The International Monetary Fund reported Thursday global debt has reached a record $188 trillion, amounting to 230% of world output, and threatens risk to the world’s economic and financial stability.

“If investor sentiment were to shift, the more vulnerable borrowers could face financial tightening and higher interest costs—and it would become more difficult to repay or roll over debt,” Kristalina Georgieva, IMF managing director, said in a speech prepared for delivery to the 20th Annual Research Conference in Washington. “This, in turn, could amplify market corrections and intensify capital outflows from emerging markets.”

Private debt makes up two-thirds of the total debt while public debt is at levels not seen since World War II among advanced economies. In emerging markets, public debt is at levels not seen since the 1980s.

U.S. public debt currently stands at a record $23 trillion, or $186.58 per taxpayer, with the Institute of International Finance pegging private debt at more than $50 trillion in the first quarter of this year.

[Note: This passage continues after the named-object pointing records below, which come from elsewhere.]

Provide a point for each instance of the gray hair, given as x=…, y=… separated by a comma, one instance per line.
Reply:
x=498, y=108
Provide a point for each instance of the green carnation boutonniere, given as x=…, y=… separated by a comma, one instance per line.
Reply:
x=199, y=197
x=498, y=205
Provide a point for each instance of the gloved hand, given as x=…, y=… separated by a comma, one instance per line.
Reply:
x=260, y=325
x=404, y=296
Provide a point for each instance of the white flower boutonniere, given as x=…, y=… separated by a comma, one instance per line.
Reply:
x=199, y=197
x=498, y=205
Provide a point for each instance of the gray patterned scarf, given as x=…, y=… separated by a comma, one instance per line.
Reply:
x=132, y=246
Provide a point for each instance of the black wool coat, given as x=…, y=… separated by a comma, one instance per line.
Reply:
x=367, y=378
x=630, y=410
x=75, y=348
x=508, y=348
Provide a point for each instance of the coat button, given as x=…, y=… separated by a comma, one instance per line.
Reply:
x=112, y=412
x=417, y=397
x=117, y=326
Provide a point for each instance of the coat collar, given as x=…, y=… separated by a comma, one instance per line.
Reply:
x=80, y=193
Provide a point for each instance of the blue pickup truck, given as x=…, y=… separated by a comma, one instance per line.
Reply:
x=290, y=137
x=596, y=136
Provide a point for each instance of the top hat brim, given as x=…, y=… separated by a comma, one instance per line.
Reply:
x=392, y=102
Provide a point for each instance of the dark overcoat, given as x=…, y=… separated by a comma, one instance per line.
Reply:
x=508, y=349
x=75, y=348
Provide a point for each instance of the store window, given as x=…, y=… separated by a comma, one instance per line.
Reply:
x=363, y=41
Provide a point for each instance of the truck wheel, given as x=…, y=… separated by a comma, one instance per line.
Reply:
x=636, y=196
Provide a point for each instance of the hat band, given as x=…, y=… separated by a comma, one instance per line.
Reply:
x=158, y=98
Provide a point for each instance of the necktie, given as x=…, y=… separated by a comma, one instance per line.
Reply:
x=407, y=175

The IIF pegged China’s public debt at $40 trillion in May.

Georgieva noted much of the public debt stems from the 2008 financial crisis when a significant level of private debt moved to public balance sheets, Georgieva noted.

“Recent IMF staff research showed that direct public support to financial institutions alone amounted to $1.6 trillion during the 2008 crisis,” she said, adding, “The bottom line is that high debt burdens have left many governments, companies, and households vulnerable to a sudden tightening of financial conditions.”

She cited trade tensions, Brexit and geopolitical conflicts as risks.

Georgieva called on countries to proceed more carefully in piling on debt, focusing on attracting equity-based investment, boosting tax revenues and cutting red tape and corruption.

“It means focusing on investment projects with credibly high rates of return. And it means increasing the responsibility of lenders—who need to assess the impact of new loans on the borrower’s debt position before providing new loans,” she said.

She also called for more transparency in borrowing and lending practices, and urged better collaboration between borrower countries and lenders.